Dr. Avery could very well be behind the present looniness in Robot City. Whenever there was trouble there, he was always the first logical suspect. Since he was the creator of the city, no one would know better than he how to disrupt it.
Ariel now smiled at him. What must she be thinking as his mind drifted off like this?
“Frost,” he said, “it all seems pretty warped when I think of it. Maybe it’s just worry about Robot City. But that part where I can’t see my mother’s face, that really scares me.”
“Take it easy, darling. Maybe you dream about her because you want to see her-”
“I never think of her! I don’t want to think of her!”
She hadn’t expected him to be so vehement on the subject of his mother, a woman whose name neither she nor Derec knew. Ariel had conducted an extensive computer search of genetic records on Robot City and Aurora, but had not been able to locate a single fact about Derec except the skimpy details accumulated since their arrival in Robot City. She had no idea why so few records of him existed. She thought his father might have blocked or erased any file on Derec, or that even her mother, Juliana Welsh, who had financed Dr. Avery’s work, had pulled some strings to suppress any bureaucratic documentation on Derec’s earlier life. Derec himself remembered enough to know that he was, indeed, a Spacer, that he had some training as a roboticist, and that his memory had been deliberately erased.
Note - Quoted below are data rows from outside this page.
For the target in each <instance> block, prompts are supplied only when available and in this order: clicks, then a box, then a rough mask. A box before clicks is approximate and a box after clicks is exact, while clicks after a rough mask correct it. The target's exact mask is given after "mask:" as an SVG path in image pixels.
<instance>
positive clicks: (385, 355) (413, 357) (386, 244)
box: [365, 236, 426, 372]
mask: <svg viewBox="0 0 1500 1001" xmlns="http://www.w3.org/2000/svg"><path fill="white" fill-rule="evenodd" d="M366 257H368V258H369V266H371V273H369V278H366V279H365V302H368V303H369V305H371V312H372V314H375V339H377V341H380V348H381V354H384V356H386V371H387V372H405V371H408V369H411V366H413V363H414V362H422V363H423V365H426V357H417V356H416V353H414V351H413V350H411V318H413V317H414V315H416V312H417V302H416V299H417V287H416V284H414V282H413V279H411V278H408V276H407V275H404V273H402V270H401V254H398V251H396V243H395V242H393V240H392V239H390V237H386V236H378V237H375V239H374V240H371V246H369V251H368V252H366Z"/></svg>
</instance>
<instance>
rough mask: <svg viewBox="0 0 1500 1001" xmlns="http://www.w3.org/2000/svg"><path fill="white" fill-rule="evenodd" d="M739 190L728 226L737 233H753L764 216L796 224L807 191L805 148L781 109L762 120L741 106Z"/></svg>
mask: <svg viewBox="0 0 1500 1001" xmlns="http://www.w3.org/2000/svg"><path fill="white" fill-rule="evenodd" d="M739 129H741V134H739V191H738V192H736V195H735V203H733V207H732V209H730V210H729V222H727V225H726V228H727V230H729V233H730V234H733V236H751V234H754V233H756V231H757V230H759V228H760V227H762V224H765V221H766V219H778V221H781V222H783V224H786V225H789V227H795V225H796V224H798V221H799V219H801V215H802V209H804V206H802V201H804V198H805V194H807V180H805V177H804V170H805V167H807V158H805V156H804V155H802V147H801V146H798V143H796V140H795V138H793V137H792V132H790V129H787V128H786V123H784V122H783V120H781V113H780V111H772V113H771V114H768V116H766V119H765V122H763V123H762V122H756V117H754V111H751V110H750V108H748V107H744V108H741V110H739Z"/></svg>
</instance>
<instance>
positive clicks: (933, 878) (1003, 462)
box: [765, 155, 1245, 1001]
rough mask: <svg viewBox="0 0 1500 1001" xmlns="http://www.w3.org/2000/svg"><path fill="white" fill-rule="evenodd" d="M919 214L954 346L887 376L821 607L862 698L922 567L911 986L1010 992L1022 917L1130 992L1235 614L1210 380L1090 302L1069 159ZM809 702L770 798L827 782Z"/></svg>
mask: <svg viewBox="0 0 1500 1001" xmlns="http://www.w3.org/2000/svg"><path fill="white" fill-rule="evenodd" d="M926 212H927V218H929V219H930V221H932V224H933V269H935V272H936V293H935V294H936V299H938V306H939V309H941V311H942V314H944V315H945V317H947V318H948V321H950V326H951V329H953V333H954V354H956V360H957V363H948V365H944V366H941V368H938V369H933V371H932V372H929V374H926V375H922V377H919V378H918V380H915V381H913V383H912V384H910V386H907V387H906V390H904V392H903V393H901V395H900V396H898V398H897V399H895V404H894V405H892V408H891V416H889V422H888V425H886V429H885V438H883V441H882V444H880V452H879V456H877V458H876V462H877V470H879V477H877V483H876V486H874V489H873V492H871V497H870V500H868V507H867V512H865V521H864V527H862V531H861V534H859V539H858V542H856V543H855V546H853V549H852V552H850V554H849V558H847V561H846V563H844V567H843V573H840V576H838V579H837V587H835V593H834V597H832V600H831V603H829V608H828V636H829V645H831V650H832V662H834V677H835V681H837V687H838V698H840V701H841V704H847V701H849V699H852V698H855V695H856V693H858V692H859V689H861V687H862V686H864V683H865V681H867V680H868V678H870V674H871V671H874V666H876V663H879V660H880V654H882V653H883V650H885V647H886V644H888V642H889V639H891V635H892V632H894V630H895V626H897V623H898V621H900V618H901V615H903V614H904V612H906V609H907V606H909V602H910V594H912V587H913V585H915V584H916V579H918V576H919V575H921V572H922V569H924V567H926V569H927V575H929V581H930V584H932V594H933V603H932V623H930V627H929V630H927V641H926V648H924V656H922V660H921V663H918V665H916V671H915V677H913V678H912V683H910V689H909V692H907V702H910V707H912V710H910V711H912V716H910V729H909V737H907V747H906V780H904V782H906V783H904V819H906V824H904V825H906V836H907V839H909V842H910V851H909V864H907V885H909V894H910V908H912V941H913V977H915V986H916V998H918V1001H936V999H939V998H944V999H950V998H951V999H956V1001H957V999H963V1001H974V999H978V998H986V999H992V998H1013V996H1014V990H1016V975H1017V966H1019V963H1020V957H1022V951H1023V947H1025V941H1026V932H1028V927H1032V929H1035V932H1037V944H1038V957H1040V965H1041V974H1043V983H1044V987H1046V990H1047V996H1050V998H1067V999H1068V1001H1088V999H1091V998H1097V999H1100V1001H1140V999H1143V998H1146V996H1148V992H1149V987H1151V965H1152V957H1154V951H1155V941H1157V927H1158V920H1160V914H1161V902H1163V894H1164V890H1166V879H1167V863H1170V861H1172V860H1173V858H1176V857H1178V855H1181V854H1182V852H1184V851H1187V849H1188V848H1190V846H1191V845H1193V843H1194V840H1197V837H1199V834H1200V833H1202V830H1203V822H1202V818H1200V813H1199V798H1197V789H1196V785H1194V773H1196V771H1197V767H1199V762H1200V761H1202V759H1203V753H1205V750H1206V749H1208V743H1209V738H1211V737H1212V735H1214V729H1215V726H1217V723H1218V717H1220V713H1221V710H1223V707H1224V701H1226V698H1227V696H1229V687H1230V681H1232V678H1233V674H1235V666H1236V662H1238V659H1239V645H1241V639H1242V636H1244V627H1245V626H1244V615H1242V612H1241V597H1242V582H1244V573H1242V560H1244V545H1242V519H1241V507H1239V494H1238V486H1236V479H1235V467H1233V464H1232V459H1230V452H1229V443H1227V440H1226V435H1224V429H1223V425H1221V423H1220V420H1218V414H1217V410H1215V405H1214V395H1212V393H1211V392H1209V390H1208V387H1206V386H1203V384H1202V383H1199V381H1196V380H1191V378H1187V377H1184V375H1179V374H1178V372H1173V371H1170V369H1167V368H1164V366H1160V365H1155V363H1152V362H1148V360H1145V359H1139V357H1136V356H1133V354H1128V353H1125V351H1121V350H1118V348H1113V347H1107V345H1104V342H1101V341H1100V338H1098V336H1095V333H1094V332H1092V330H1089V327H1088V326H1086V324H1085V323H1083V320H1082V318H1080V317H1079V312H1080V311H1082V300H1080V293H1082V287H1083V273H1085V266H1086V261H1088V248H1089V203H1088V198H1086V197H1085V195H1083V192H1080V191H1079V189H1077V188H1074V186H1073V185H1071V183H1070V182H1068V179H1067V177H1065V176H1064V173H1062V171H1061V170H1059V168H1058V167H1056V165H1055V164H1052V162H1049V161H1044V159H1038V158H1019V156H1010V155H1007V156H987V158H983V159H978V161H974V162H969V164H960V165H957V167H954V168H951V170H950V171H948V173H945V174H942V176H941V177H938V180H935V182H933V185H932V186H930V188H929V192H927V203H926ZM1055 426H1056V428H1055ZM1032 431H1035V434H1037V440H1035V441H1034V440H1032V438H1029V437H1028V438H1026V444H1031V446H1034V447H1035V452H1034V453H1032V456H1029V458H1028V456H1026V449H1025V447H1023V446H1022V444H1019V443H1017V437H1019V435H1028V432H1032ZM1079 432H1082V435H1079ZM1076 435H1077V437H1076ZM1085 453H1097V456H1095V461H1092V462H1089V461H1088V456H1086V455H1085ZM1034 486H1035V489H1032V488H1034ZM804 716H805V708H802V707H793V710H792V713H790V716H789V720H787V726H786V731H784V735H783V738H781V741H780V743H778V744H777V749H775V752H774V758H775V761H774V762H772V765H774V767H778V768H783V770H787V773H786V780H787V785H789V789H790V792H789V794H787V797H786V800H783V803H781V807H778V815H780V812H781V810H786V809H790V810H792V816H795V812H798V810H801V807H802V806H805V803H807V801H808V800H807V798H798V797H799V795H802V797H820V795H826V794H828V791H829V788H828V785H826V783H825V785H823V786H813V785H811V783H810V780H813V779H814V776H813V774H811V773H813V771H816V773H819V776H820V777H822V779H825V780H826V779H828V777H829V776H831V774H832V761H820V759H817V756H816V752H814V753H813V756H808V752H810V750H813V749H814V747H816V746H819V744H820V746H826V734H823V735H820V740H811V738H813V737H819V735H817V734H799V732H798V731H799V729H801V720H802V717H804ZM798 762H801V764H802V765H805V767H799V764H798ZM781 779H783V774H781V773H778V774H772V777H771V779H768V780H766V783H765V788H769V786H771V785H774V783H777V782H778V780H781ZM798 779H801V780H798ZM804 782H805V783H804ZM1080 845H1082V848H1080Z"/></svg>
None of the memory that his father had restored had provided any solutions to the other mysteries surrounding his existence.
She put her arms around him and hugged him. “Forget it, Derec. I’m just psychologizing, and I’m not really good at it. It was just a dream, only a dream. Nothing to worry about. Really.”
“You’re right, probably.” His voice was calmer. “What I need is some real rest. I never could sleep in one of those tubelike contraptions.” He gestured toward the bunk, which did, indeed, look like half a tube. “Maybe there’ll be some time to relax in Robot City, especially if everything’s okay there. And if we can get the Silversides straightened away.”